Segundo Freixo, é crucial que a esquerda fale menos e ouça mais a população. Neste sentido, a retomada do trabalho de base e a ampliação do diálogo com aqueles que pensam diferente da esquerda é fundamental para a construção de um projeto democrático e popular. "O diálogo não pode ser colonizador, de quem leva verdades. O princípio deve ser a escuta, o debate solidário e a colaboração.
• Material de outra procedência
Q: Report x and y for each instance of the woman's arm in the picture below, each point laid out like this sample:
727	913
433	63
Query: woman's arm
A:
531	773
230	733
Mais do que apontar e analisar os problemas do país, precisamos pensar em soluções junto com as pessoas", concluiu.

Volta Redonda e Barra Mansa

Pela manhã, Freixo esteve na Universidade Federal Fluminense (UFF) em Volta Redonda, onde participou de debate sobre ditadura, memória e Direitos Humanos, junto com Eder Frossard, do Conselho Regional de Serviço Social, Alejandra Estevez, professora da UFF e integrante do Centro Memória do Sul Fluminense Genival Luis da Silva, e Edson Lana, da Comissão de Direitos Humanos da Ordem dos Advogados do Brasil (OAB).

Volta Redonda, onde funciona fábrica da Companhia Siderúrgica Nacional (CSN), foi um centro de resistência dos operários à ditadura civil-militar. Segundo o relatório da Comissão da Verdade Dom Waldyr Calheiros, que trata dos crimes cometido pela ditadura na região, a CSN colaborou com o regime ao perseguir e demitir trabalhadores e espionar cidadãos. As pesquisas para a elaboração do relatório, publicado em 2015, foram realizadas ao longo de dois anos. O documento e outros materiais que tratam dos anos de chumbo e da luta dos trabalhadores na região do Sul fluminense estão no Centro de Memória Genival Luis da Silva.

À tarde, Freixo se encontrou com catadores de materiais recicláveis na sede da cooperativa de mulheres Cidade do Aço. O objetivo é pensar iniciativas que melhorem as condições de trabalho e valorizem as mulheres e homens que realizam uma atividade tão importante para o município. Em Barra Mansa, o deputado se reuniu com integrantes da Pastoral Carcerária e discutiu formas de enfrentar os problemas no sistema prisional e socioeducativo no Sul fluminense.